« Les best-sellers sont rarement des chefs-d’œuvre. » Régis Debray ne croyait pas si bien dire en écrivant cette phrase, qu’on peut lire à la page 34 de son livre Un candide en Terre sainte (Paris, Gallimard, 2008).
J’avais eu - tardivement - connaissance de l’existence de ce livre en lisant le compte-rendu qu’en avait publié Le Point et qu’on m’avait envoyé de France.
Parmi les extraits reproduits par l’hebdomadaire, j’avais relevé ce passage d’anthologie sur le mont des Oliviers, dont la lecture m’avait tristement diverti : « Le mont des derniers jours est une leçon de choses, c’est pierreux contre feuillu. Certes, il y a le Cantique des cantiques - “Je suis la rose de Saron et le lis des vallées.”
Certes, il y a les plantations d’arbres rituelles, la protection des forêts, les serres d’orchidées. Mais que le judaïsme et l’islam soient intimement liés par de communes accointances avec le règne minéral, tandis que le chrétien fraye avec le végétal - du bois de la crucifixion au lis marial -, rien ne l’atteste mieux qu’une vue plongeante depuis le mont des Oliviers, telle qu’on peut l’avoir du haut des Sept Arches, l’ancien palais du roi de Jordanie converti en hôtel, au déclin du jour. »

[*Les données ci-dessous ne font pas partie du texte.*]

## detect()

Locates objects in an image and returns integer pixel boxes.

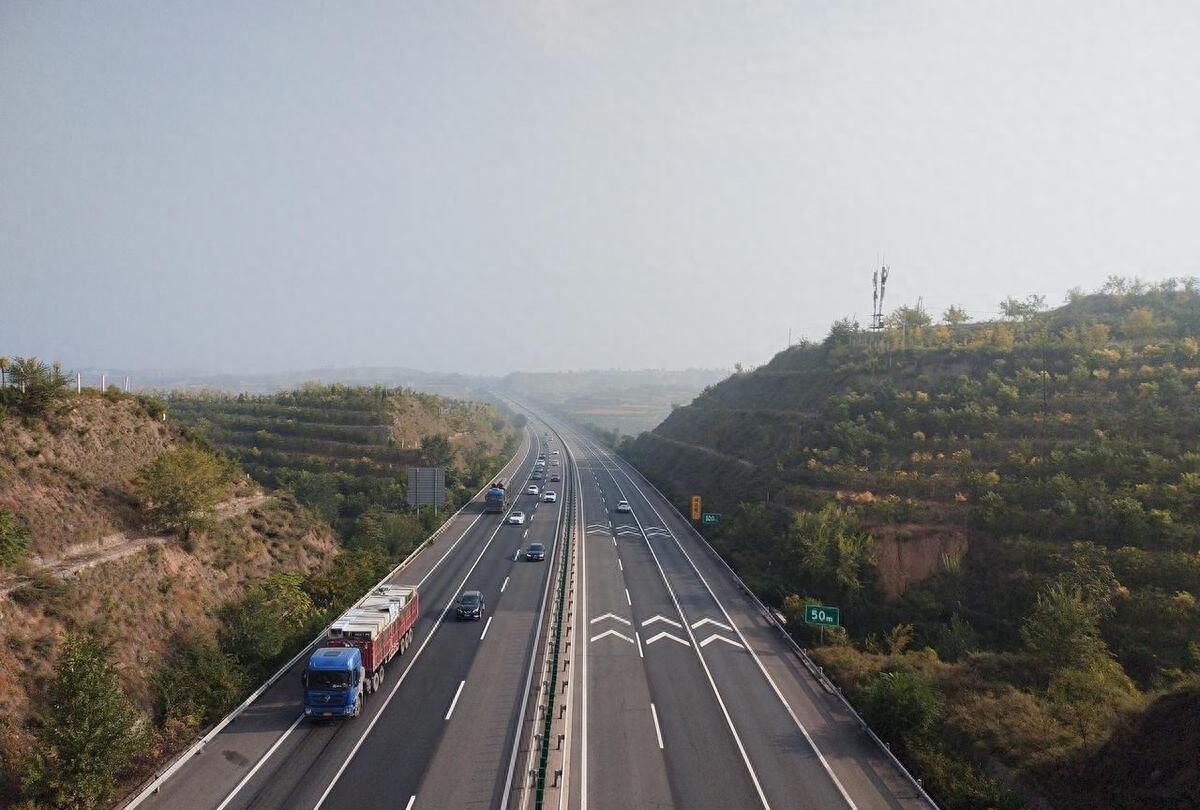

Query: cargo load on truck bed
[484,479,508,513]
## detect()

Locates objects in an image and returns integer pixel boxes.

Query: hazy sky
[4,2,1199,375]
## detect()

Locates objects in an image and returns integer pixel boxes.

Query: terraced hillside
[623,278,1200,809]
[167,385,518,551]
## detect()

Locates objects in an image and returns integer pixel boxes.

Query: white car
[526,485,540,496]
[542,491,557,503]
[508,511,526,525]
[616,500,631,513]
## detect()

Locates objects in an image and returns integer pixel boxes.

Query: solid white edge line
[213,713,305,810]
[650,703,664,750]
[595,436,858,809]
[444,680,466,720]
[480,616,494,640]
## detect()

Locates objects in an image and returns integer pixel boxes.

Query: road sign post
[803,603,840,644]
[690,495,702,521]
[407,467,446,514]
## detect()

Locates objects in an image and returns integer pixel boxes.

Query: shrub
[154,638,245,731]
[0,507,29,567]
[859,668,943,747]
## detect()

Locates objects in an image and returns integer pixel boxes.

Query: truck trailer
[302,583,419,719]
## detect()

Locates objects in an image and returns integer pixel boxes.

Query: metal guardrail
[120,430,533,809]
[619,461,941,809]
[533,464,573,809]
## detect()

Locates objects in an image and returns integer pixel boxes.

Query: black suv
[456,590,484,620]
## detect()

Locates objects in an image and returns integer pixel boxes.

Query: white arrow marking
[644,631,690,647]
[691,617,733,632]
[699,634,744,649]
[590,612,631,625]
[590,629,635,644]
[641,615,683,629]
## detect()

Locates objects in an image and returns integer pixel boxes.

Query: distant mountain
[78,366,495,399]
[499,368,729,436]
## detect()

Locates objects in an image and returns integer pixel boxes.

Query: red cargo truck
[324,584,420,694]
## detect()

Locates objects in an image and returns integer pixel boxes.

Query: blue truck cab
[302,647,365,719]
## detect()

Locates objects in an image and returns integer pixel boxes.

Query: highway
[541,413,935,810]
[129,417,570,810]
[126,403,934,810]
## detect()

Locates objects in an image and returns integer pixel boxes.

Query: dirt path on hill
[0,493,271,598]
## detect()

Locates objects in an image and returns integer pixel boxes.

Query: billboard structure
[407,466,446,511]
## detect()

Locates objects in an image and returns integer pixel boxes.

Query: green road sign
[804,604,840,627]
[701,512,721,524]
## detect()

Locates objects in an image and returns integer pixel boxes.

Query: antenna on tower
[871,263,889,330]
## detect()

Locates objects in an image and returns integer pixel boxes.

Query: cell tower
[871,264,889,330]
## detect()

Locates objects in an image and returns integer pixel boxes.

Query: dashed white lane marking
[625,588,632,606]
[650,703,664,749]
[501,576,509,592]
[444,680,466,720]
[405,796,416,810]
[480,616,493,640]
[635,631,644,658]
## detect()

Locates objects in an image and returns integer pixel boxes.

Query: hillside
[500,368,727,436]
[0,375,517,808]
[623,277,1200,808]
[0,382,340,807]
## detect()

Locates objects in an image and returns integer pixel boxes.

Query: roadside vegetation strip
[120,429,533,809]
[617,452,940,809]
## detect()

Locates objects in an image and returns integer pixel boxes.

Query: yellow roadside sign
[690,495,702,521]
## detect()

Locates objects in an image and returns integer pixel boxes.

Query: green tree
[1020,582,1110,672]
[788,505,875,600]
[6,356,70,416]
[218,572,316,678]
[0,506,30,567]
[22,635,146,809]
[137,447,232,541]
[1121,306,1157,339]
[419,433,455,468]
[941,305,971,326]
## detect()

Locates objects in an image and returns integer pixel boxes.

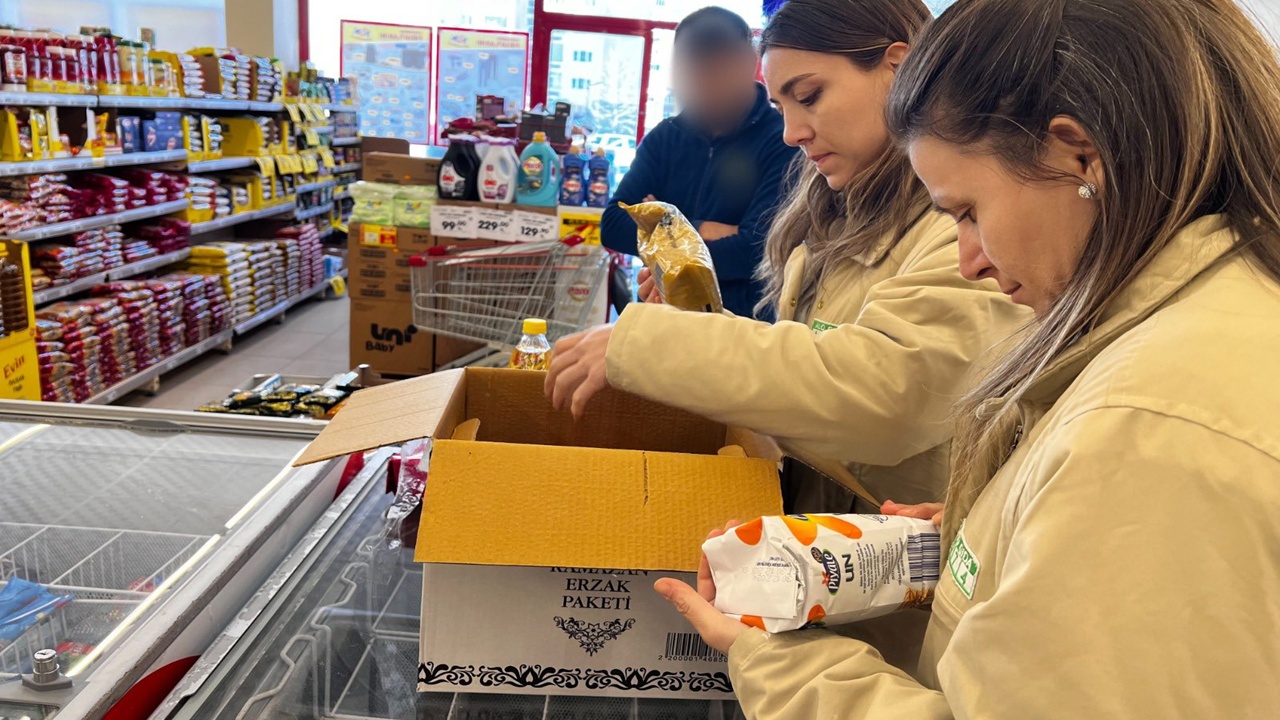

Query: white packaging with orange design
[703,514,941,633]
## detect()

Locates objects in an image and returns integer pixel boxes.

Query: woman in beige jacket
[547,0,1026,509]
[659,0,1280,716]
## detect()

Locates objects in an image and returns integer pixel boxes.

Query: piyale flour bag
[704,514,940,632]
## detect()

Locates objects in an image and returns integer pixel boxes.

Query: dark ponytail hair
[886,0,1280,542]
[754,0,932,317]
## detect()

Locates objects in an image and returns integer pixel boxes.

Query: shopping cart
[409,238,609,357]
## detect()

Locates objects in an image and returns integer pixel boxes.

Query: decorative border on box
[419,663,732,694]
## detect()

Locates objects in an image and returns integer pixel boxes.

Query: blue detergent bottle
[586,148,612,208]
[516,131,560,207]
[560,144,587,206]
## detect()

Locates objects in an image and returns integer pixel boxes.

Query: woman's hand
[655,522,747,655]
[545,324,614,419]
[881,500,945,527]
[637,268,663,304]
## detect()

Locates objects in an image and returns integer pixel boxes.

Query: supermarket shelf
[84,329,234,405]
[324,104,358,113]
[190,203,297,235]
[31,248,191,305]
[97,95,253,112]
[233,278,331,336]
[248,101,284,112]
[5,199,189,242]
[332,137,361,147]
[187,156,257,173]
[331,163,361,174]
[312,126,335,135]
[0,91,96,107]
[334,189,351,201]
[0,149,188,178]
[296,179,336,194]
[295,205,331,221]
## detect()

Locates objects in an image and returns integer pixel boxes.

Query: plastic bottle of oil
[509,318,552,371]
[0,247,29,338]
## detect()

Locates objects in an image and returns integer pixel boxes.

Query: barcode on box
[664,632,726,663]
[907,533,941,584]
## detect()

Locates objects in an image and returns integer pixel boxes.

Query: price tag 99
[431,205,478,239]
[512,210,559,242]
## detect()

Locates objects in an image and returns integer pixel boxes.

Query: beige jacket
[607,211,1026,505]
[728,215,1280,718]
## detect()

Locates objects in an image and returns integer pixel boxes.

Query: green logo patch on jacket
[810,319,838,336]
[948,523,980,600]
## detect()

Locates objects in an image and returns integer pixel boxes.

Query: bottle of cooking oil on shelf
[0,246,27,338]
[509,318,552,371]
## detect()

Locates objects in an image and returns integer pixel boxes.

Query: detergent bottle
[559,144,586,206]
[438,135,481,201]
[479,138,518,204]
[586,148,612,208]
[516,131,559,207]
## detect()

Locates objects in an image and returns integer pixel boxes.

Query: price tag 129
[431,205,478,239]
[474,208,514,241]
[512,210,559,242]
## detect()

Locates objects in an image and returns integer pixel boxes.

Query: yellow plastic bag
[623,201,724,313]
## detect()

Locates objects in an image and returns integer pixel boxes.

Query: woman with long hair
[659,0,1280,716]
[546,0,1026,511]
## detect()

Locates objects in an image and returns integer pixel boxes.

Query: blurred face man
[672,7,761,136]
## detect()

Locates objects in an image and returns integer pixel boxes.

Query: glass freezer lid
[0,409,316,686]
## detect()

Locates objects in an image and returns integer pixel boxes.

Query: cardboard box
[363,152,442,186]
[296,368,783,699]
[349,298,434,377]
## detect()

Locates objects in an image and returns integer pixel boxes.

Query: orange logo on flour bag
[781,514,864,546]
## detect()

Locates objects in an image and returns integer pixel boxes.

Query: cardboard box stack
[296,368,785,701]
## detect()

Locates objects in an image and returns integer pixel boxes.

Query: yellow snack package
[623,201,724,313]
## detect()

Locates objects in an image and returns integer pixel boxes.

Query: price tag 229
[431,205,478,239]
[474,208,514,241]
[513,210,559,242]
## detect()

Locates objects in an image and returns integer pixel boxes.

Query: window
[543,0,764,26]
[571,78,590,90]
[572,50,594,62]
[5,0,227,49]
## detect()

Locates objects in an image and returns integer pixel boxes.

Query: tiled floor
[118,295,351,411]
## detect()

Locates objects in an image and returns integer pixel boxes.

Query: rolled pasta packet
[703,514,940,633]
[622,201,724,313]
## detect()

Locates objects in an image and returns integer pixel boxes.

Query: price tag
[430,205,478,239]
[317,148,336,169]
[512,210,560,242]
[254,156,276,176]
[360,224,398,248]
[285,104,302,123]
[474,208,515,242]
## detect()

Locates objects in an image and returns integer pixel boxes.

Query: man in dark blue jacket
[600,7,798,319]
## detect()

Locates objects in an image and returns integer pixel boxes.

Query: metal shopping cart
[408,239,609,360]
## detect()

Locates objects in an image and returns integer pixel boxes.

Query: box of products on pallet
[295,367,783,699]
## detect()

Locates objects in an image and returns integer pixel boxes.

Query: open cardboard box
[296,367,783,699]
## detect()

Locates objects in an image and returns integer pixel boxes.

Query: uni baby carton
[295,367,783,700]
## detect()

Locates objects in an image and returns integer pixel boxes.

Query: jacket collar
[671,84,774,142]
[849,207,949,266]
[1015,214,1237,407]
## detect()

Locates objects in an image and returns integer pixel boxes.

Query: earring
[1078,182,1098,200]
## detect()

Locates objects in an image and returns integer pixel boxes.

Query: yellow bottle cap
[533,131,548,143]
[524,318,548,335]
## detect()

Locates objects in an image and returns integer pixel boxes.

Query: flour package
[703,514,940,632]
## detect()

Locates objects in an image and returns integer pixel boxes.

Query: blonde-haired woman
[547,0,1027,511]
[661,0,1280,716]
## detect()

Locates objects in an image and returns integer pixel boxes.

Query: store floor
[119,295,350,412]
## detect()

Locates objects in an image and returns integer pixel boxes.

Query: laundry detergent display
[703,514,940,633]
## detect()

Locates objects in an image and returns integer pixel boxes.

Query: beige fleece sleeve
[606,241,1022,468]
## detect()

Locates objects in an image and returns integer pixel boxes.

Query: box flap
[294,369,466,465]
[415,440,783,572]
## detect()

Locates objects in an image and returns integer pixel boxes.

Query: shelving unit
[334,189,351,201]
[0,149,188,178]
[0,91,95,106]
[189,203,297,236]
[332,137,360,147]
[7,199,190,242]
[295,205,331,221]
[296,179,336,194]
[187,156,259,173]
[33,248,192,304]
[324,105,359,113]
[84,330,234,405]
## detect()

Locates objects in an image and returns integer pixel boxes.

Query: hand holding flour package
[703,514,940,632]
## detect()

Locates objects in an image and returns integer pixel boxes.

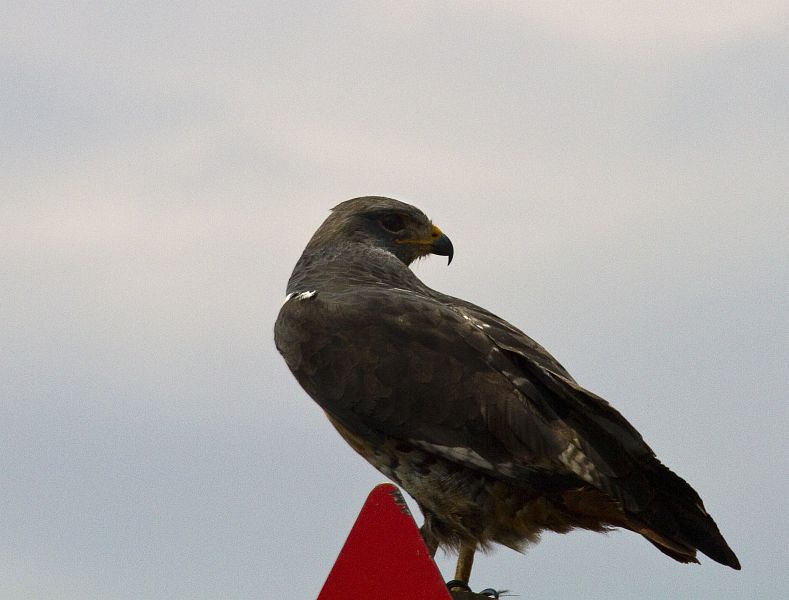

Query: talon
[446,579,472,592]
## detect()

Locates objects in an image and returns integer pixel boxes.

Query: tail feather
[641,461,741,570]
[671,500,741,569]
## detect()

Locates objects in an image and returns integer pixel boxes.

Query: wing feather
[277,285,651,497]
[275,281,740,569]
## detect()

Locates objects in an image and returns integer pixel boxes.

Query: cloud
[1,2,787,598]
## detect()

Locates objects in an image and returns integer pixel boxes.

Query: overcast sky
[2,2,787,599]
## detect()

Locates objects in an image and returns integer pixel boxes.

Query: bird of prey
[274,196,740,589]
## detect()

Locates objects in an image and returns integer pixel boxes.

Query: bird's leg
[452,544,475,587]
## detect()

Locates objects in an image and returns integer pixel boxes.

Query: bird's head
[307,196,454,266]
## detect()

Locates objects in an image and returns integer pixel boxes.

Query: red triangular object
[317,483,452,600]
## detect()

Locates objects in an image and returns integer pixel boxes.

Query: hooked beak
[429,224,454,265]
[395,223,454,264]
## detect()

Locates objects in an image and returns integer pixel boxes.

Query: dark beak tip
[432,233,454,265]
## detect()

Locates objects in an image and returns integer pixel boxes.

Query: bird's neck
[286,242,426,294]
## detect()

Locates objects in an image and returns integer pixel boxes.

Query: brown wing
[276,286,570,473]
[436,294,740,569]
[274,284,740,569]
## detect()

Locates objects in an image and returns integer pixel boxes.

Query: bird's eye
[379,214,406,233]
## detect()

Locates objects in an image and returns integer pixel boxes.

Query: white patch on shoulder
[282,290,317,305]
[281,292,296,306]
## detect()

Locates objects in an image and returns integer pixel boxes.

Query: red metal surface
[317,483,452,600]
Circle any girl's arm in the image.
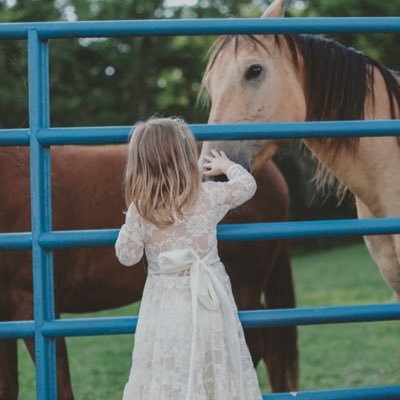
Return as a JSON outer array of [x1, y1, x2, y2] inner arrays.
[[115, 203, 144, 266], [202, 150, 257, 214]]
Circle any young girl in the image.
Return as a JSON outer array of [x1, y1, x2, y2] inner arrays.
[[115, 117, 262, 400]]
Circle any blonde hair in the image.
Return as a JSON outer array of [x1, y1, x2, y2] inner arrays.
[[124, 117, 201, 227]]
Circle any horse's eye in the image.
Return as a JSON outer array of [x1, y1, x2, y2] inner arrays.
[[245, 64, 263, 80]]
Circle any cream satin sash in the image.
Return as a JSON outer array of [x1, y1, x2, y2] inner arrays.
[[156, 248, 244, 400]]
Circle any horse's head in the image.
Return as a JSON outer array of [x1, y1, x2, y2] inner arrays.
[[200, 0, 306, 170]]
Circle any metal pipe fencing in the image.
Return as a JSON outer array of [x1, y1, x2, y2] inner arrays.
[[0, 15, 399, 400]]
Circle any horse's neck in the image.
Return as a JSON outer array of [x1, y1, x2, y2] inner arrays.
[[304, 62, 400, 218], [306, 136, 400, 218]]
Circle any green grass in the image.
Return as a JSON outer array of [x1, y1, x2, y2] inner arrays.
[[18, 242, 400, 398], [289, 243, 400, 392]]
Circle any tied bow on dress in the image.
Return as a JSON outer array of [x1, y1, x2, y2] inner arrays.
[[157, 248, 245, 400]]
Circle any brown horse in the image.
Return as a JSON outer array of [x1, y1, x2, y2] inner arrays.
[[0, 143, 297, 398], [200, 0, 400, 300]]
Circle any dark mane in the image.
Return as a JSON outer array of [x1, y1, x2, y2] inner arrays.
[[204, 34, 400, 156], [283, 34, 400, 154]]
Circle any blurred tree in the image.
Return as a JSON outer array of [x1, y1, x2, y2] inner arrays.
[[50, 0, 215, 126], [300, 0, 399, 68], [0, 0, 62, 129]]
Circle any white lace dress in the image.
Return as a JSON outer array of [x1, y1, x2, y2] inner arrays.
[[115, 164, 262, 400]]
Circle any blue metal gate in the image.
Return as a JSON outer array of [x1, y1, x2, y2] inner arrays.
[[1, 16, 400, 400]]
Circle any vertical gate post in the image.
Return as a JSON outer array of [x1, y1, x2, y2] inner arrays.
[[28, 29, 57, 400]]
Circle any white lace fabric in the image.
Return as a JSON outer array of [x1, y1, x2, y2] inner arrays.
[[116, 164, 256, 272], [115, 164, 262, 400]]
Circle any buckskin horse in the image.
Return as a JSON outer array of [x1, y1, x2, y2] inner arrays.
[[0, 142, 297, 398], [200, 0, 400, 300]]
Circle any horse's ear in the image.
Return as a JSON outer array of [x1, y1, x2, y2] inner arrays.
[[261, 0, 285, 18]]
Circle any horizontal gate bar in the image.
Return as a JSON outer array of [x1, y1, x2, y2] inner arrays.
[[2, 120, 400, 146], [1, 17, 400, 40], [40, 229, 115, 248], [238, 303, 400, 328], [1, 216, 399, 250], [37, 217, 400, 249], [263, 385, 400, 400], [0, 321, 35, 339], [41, 316, 137, 337], [36, 120, 400, 145], [216, 217, 400, 241], [37, 304, 400, 337], [0, 232, 32, 249], [0, 129, 30, 146]]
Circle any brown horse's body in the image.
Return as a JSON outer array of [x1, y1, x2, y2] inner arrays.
[[0, 144, 297, 398], [200, 0, 400, 300]]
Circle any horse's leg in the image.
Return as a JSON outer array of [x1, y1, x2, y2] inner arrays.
[[11, 287, 74, 400], [263, 241, 298, 392], [392, 229, 400, 301], [232, 284, 265, 369], [242, 319, 264, 369], [0, 283, 19, 399], [356, 198, 400, 300], [0, 340, 18, 400], [23, 330, 75, 400], [395, 234, 400, 302], [18, 304, 74, 400]]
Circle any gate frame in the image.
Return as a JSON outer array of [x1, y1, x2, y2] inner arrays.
[[0, 16, 400, 400]]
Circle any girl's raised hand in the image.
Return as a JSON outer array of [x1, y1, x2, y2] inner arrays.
[[202, 149, 235, 177]]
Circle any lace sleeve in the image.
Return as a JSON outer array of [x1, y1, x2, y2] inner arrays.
[[204, 163, 257, 221], [115, 203, 144, 266]]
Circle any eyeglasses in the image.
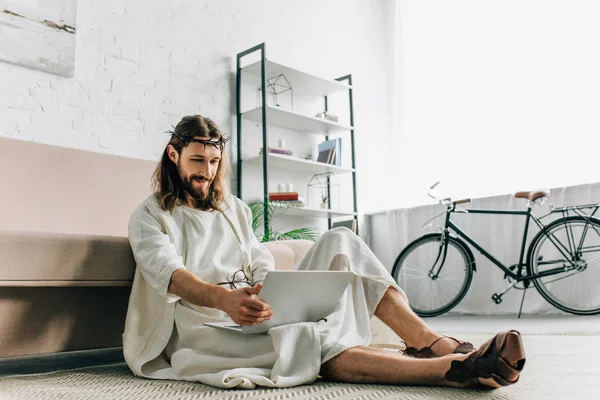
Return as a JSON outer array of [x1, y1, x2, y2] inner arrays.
[[217, 269, 253, 290]]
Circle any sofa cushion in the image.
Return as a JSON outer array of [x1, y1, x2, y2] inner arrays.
[[0, 231, 135, 284], [262, 240, 314, 270]]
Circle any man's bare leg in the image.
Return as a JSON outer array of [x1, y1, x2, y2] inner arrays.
[[320, 346, 500, 388], [374, 287, 464, 356]]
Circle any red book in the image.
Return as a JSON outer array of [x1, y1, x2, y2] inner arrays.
[[269, 192, 299, 201]]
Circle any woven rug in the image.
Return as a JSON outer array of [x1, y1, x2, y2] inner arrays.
[[1, 331, 599, 400]]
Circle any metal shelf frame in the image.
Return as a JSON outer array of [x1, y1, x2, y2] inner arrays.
[[236, 43, 358, 235]]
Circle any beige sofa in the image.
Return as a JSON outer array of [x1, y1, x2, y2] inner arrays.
[[0, 137, 318, 358]]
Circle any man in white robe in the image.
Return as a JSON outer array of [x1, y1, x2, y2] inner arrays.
[[123, 115, 525, 390]]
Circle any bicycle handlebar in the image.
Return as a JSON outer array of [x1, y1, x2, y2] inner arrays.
[[428, 182, 471, 207], [454, 198, 471, 205]]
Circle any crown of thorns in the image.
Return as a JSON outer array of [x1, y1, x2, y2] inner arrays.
[[167, 129, 230, 150]]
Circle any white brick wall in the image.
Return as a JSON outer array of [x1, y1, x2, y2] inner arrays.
[[0, 0, 394, 215]]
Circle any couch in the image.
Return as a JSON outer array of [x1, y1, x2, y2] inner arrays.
[[0, 137, 322, 359]]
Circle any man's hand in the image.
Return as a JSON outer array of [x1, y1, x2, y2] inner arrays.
[[217, 284, 273, 326]]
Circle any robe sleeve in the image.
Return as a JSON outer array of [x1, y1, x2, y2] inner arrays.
[[128, 204, 186, 303], [241, 202, 275, 285]]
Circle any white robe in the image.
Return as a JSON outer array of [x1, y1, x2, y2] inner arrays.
[[124, 194, 406, 389]]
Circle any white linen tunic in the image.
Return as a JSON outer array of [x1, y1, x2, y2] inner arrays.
[[124, 194, 407, 389]]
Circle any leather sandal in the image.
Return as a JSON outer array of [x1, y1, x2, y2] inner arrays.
[[445, 330, 526, 388], [403, 336, 474, 359]]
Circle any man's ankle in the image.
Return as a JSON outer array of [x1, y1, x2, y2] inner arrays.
[[404, 326, 439, 349]]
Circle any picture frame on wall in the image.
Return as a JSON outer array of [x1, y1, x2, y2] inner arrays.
[[0, 0, 78, 77]]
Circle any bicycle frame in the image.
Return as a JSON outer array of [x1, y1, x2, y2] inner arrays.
[[432, 204, 592, 283]]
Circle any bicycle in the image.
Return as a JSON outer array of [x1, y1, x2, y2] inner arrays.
[[391, 182, 600, 317]]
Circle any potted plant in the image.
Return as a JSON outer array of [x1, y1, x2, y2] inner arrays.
[[320, 194, 329, 209], [247, 199, 319, 242]]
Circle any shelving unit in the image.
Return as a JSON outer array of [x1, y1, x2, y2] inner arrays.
[[241, 59, 351, 97], [244, 153, 355, 175], [236, 43, 358, 234], [242, 106, 353, 134], [271, 204, 358, 219]]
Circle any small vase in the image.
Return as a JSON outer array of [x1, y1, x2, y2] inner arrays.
[[320, 202, 328, 209]]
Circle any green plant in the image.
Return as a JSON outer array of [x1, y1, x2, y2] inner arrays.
[[247, 199, 319, 242]]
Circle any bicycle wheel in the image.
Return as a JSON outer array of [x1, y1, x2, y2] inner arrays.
[[391, 233, 473, 317], [527, 216, 600, 315]]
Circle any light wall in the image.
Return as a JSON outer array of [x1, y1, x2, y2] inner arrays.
[[389, 0, 600, 209], [0, 0, 394, 219]]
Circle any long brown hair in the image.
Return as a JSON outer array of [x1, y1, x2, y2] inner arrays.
[[153, 115, 231, 213]]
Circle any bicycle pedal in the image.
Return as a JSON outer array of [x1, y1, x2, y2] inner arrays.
[[492, 293, 503, 304]]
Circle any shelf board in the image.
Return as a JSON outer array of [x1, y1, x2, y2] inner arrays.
[[245, 153, 354, 175], [242, 106, 352, 134], [241, 59, 351, 97], [272, 204, 357, 219]]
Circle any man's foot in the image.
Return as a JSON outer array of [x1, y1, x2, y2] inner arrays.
[[443, 354, 502, 389], [403, 334, 474, 358], [444, 330, 525, 390]]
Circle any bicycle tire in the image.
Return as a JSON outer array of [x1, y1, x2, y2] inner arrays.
[[391, 233, 474, 317], [527, 216, 600, 315]]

Un ami à qui j’avais fait lire ces lignes s’était demandé un peu méchamment si leur auteur, quant à lui, n’avait pas d’accointances avec le règne gazeux.
L’auteur aurait pu tout aussi bien souligner que la Bible commence dans un jardin et le christianisme dans une grotte (celle de la nativité ou celle de la résurrection, au choix), mais, fier apparemment de sa trouvaille, il tenait à la placer. C’est une des principales caractéristiques de ce livre, sur laquelle nous reviendrons : un discours qui crée son objet au lieu de le décrire.
En lisant les extraits reproduits par Le Point, j’avais aussi appris, entre autres choses, qu’Émile Choufani, le célèbre curé de Nazareth, cumulait les rôles de don Camillo et de Peppone, et qu’il avait abandonné le rite melchite pour passer au rite latin après avoir fait son séminaire à Issy-les-Moulineaux !
Estimant avoir eu ma ration de bêtises après la lecture de ces quelques pages, je n’aurais pas prêté plus d’attention au livre de Régis Debray si je n’avais découvert le succès remporté par cette publication et, par conséquent, la nécessité de réagir.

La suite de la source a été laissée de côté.